Quantum computing has been extensively discussed as long as the first quantum computers have become a reality. As already pointed out, we are still at very early stages of such development. What we need to keep in mind is that a quantum computer needs a quantum computing algorithm. The latter can have few to no correlation with classical algorithms, such as the ones used in density functional theory for materials modeling.
The major advantage of using qubits (quantum bits) and quantum algorithms, against the classical ones, is that they are by essence fully parallelized since we are dealing with entangled states. Also, the sampling space grows with $2^n$, where $n$ is the number of qubits. That is the key: use the massive power of parallelism to perform tasks a classical (super)computer would suffer to do.

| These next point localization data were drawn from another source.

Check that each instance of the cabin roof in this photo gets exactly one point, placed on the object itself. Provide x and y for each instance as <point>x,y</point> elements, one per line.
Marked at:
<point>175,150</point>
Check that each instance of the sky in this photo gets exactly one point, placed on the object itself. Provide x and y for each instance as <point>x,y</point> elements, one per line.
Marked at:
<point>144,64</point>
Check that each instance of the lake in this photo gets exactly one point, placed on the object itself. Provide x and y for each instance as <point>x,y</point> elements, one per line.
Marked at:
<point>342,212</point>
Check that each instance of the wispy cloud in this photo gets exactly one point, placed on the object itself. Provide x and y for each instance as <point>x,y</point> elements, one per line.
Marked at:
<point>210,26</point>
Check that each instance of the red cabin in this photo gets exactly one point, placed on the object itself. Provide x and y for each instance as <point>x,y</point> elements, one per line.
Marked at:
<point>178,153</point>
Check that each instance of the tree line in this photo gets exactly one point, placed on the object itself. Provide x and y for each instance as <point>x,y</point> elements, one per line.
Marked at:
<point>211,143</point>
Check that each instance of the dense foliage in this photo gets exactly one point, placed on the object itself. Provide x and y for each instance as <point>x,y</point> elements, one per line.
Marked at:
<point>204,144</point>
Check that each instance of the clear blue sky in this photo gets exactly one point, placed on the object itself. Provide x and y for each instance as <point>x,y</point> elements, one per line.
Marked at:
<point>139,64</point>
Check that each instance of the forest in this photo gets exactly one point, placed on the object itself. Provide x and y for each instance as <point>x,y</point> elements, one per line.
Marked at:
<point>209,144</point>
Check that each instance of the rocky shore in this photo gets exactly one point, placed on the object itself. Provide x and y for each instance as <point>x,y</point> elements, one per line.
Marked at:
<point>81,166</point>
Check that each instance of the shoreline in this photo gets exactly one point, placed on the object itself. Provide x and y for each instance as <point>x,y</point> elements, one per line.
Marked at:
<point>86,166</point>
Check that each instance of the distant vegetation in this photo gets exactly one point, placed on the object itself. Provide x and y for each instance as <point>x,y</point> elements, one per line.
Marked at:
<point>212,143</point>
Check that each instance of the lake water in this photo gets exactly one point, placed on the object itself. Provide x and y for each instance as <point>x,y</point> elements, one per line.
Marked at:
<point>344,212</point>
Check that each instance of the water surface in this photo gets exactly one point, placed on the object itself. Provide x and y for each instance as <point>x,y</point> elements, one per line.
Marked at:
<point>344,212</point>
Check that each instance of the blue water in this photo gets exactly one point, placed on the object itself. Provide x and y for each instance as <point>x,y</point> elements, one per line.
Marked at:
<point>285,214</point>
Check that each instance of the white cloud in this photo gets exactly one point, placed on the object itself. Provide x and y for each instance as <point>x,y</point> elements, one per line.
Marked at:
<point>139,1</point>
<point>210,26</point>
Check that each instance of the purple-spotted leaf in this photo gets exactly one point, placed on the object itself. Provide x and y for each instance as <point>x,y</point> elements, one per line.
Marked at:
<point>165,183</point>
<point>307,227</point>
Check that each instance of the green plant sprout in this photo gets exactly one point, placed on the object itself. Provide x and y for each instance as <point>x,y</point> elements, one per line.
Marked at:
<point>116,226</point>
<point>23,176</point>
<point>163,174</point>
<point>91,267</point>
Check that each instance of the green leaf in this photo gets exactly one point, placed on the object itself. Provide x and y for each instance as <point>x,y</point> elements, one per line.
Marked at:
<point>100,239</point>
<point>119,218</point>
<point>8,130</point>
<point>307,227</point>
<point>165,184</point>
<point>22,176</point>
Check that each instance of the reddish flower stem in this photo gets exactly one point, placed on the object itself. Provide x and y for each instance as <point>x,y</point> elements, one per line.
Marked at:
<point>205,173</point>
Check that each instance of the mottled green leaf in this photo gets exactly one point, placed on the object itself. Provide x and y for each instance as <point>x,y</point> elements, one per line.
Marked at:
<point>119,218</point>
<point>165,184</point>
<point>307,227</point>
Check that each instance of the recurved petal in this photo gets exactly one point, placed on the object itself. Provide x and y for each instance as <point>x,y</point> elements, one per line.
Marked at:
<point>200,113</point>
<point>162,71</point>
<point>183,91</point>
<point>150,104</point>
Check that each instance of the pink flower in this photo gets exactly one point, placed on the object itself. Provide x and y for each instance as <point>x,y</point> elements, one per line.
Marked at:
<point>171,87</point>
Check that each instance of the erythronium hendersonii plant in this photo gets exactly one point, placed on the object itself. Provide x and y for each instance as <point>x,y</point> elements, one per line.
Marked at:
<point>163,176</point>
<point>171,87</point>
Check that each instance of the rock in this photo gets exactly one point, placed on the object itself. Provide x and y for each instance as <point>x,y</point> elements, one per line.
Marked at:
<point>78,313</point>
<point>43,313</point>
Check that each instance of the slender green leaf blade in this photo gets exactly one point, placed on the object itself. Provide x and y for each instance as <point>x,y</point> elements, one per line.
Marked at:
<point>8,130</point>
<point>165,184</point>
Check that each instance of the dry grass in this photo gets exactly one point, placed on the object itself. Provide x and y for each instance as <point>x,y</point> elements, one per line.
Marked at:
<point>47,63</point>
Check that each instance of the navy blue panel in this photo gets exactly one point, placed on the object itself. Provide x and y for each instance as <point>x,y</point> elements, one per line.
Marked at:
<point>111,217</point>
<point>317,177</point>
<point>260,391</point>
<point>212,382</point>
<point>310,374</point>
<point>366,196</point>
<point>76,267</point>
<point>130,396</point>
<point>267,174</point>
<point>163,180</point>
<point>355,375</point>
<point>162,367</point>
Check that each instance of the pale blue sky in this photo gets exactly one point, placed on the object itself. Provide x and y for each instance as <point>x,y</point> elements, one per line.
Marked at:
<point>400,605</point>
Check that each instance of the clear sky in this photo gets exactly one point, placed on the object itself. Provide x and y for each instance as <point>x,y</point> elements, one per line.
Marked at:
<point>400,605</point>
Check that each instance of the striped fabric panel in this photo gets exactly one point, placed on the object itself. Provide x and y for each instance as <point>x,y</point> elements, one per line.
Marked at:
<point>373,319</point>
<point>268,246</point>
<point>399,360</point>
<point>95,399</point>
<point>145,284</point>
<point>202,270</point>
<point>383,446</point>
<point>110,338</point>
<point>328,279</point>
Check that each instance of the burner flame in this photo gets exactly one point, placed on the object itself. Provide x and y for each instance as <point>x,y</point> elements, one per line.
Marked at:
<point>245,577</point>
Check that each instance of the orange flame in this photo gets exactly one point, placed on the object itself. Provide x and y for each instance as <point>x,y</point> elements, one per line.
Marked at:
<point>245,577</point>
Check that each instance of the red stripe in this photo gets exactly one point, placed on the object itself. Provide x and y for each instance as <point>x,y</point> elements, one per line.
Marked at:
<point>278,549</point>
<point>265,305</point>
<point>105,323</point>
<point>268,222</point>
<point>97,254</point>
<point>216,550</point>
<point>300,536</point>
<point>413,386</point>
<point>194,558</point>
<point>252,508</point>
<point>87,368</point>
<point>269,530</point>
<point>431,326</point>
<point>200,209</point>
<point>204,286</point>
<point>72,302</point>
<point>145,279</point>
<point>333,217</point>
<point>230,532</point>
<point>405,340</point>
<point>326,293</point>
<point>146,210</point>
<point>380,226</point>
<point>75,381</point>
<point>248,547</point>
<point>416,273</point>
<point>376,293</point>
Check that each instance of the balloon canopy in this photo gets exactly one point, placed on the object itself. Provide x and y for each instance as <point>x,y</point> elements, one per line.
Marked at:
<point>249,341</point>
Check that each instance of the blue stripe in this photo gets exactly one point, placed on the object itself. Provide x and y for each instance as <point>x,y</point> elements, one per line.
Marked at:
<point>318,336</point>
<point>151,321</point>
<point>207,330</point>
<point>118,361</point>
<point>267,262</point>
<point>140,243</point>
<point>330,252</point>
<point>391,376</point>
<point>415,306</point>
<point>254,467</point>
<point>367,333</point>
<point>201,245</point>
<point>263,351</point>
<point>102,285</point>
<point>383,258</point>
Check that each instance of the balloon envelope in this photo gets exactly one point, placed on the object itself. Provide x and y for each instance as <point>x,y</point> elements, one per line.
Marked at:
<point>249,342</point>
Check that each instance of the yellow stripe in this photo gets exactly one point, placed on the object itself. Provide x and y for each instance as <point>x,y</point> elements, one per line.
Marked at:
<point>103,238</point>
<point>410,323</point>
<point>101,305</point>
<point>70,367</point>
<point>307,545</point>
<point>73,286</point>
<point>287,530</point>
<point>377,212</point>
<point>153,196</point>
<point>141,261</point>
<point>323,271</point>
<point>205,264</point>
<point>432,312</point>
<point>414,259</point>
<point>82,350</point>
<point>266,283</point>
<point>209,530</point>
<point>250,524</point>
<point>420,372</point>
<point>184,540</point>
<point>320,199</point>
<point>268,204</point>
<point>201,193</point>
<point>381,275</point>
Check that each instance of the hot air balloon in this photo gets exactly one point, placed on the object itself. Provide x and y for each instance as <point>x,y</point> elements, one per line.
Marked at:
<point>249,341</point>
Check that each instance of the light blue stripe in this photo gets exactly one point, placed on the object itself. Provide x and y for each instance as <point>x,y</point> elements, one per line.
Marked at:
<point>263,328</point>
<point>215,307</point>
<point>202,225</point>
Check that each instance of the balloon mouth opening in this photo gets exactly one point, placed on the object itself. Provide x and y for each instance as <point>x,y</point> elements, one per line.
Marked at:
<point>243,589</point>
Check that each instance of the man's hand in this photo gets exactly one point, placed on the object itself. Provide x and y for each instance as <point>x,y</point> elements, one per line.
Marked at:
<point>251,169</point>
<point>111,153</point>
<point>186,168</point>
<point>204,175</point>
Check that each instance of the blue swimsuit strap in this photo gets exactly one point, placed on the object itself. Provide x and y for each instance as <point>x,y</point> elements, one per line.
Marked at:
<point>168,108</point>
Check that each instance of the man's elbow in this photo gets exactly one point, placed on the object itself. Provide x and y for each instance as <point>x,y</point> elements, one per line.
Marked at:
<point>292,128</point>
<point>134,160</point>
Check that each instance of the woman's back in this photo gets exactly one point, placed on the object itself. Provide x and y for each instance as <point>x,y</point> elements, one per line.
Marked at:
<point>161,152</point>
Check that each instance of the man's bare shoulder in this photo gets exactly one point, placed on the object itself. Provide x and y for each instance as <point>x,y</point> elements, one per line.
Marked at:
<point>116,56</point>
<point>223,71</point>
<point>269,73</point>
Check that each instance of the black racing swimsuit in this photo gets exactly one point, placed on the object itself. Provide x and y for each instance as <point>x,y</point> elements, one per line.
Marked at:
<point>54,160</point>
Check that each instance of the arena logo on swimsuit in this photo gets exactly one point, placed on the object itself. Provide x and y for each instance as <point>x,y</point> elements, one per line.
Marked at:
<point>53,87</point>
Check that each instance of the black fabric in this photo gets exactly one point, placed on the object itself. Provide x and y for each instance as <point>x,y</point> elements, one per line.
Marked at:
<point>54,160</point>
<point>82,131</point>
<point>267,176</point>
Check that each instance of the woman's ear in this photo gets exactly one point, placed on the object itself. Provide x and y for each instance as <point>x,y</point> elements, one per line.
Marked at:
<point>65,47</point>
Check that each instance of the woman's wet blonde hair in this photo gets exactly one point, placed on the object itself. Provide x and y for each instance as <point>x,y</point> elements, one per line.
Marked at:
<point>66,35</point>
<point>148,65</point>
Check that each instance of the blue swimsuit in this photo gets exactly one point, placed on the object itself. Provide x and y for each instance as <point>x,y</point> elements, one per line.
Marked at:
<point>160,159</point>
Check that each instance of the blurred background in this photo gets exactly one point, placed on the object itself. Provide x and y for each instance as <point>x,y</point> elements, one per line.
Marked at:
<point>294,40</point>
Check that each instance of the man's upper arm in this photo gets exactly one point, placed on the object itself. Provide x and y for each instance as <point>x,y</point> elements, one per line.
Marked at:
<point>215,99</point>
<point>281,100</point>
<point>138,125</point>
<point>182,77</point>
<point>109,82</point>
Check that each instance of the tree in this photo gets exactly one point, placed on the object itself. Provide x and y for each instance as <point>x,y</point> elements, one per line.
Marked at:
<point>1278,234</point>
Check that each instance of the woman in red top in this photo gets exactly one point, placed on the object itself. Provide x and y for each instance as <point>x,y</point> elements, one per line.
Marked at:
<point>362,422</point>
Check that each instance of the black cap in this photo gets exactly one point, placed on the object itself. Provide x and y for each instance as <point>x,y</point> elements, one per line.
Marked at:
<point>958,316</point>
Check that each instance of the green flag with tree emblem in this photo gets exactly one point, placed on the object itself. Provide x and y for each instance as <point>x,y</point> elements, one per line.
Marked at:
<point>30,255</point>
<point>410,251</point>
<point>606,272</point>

Since materials modeling relies on dealing with complex systems with lots of interactions, quantum computing can be thought of as a tool we should take care of. The main obstacles nowadays are the lack of specific algorithms for material modeling.
There are some efforts to adapt the classical algorithms, where the time-consuming parts such as the minimization problems are done by the quantum computer, and efforts to create new algorithms from scratch.
Qiskit from IBM is
an open-source quantum computing software development framework for leveraging today's quantum processors in research, education, and business.
One of its components is the Qiskit AQUA. It is a
package contains the core cross-domain algorithms and supporting logic to run these on a quantum backend, whether a real device or simulator.
Aqua includes the Chemistry package, a specific library for quantum chemistry in (IBM's) quantum computers.
The qiskit.chemistry package supports problems including ground state energy computations, excited states and dipole moments of molecule, both open and closed-shell.
The code comprises chemistry drivers, which when provided with a molecular configuration will return one and two-body integrals as well as other data that is efficiently computed classically. This output data from a driver can then be used as input to the chemistry module that contains logic which is able to translate this into a form that is suitable for quantum algorithms. The conversion first creates a FermionicOperator which must then be mapped, e.g. by a Jordan Wigner mapping, to a qubit operator in readiness for the quantum computation.
Therefore, this is still an open question.